The Freeman has an article by an expert from Bermuda about the importance of giving taxpayers an escape option to curtail the greed of the political elite:
The Declaration of Independence had it exactly right: “He [King George III] has erected a multitude of New Offices, and sent hither swarms of Officers to harass our people, and eat out their substance.”
Today, the United States makes George III look like a piker.
…The U.S. governments—federal, state, and local—find that extracting 35–40 percent of incomes is not sufficient. They need more to continue their march toward the perfect welfare state…
The EU countries are even worse, with governments raking in around 50 percent of national output. Even Louis IV of France would now be viewed as a benevolent uncle compared to that.

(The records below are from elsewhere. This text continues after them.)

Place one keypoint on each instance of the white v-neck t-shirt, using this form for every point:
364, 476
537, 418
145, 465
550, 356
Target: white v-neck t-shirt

The U.S. and EU governments intrude on the financial lives of citizens in every conceivable way, from taxes to regulations to absurd laws that shape and control their citizens.
…Thomas Paine, who wrote of “the greedy hand of government, thrusting itself into every corner and crevice of industry,” would be astounded at today’s situation.
…There are a number of countries, disparagingly called tax havens (or offshore financial centers), most of them small and insignificant, such as Bermuda, Monaco, Liechtenstein, and Cayman, that are allegedly sabotaging the grandiose plans of the United States and the European Union to create their utopian welfare states…
The greatest enemy of the modern State is not the terrorist, criminal, hoodlum, or even the foreign aggressor; it is the citizen who simply wants to keep his own income or to protect his own wealth. “Need” is defined as getting your hands on other people’s money, and greed has come to mean the natural desire to protect your own property and assets from sequestration by governments.
…Tax competition compels governments to think more carefully before spending the public’s money and frees entrepreneurs for greater access to investment funds. Contrary to common belief, low-tax jurisdictions do not siphon off capital from high-tax areas, but allow a better and more effective means of making investment decisions.
The Bible established a tax rate of 10 percent, known as the tithe. That should be enough for governments. There is little hope for optimism on that score.
Low-tax countries are an affront to high-tax countries that believe they have a right to tell the rest of the world how to live. So high-tax countries try to force their tax regimes on everyone else. That is financial imperialism.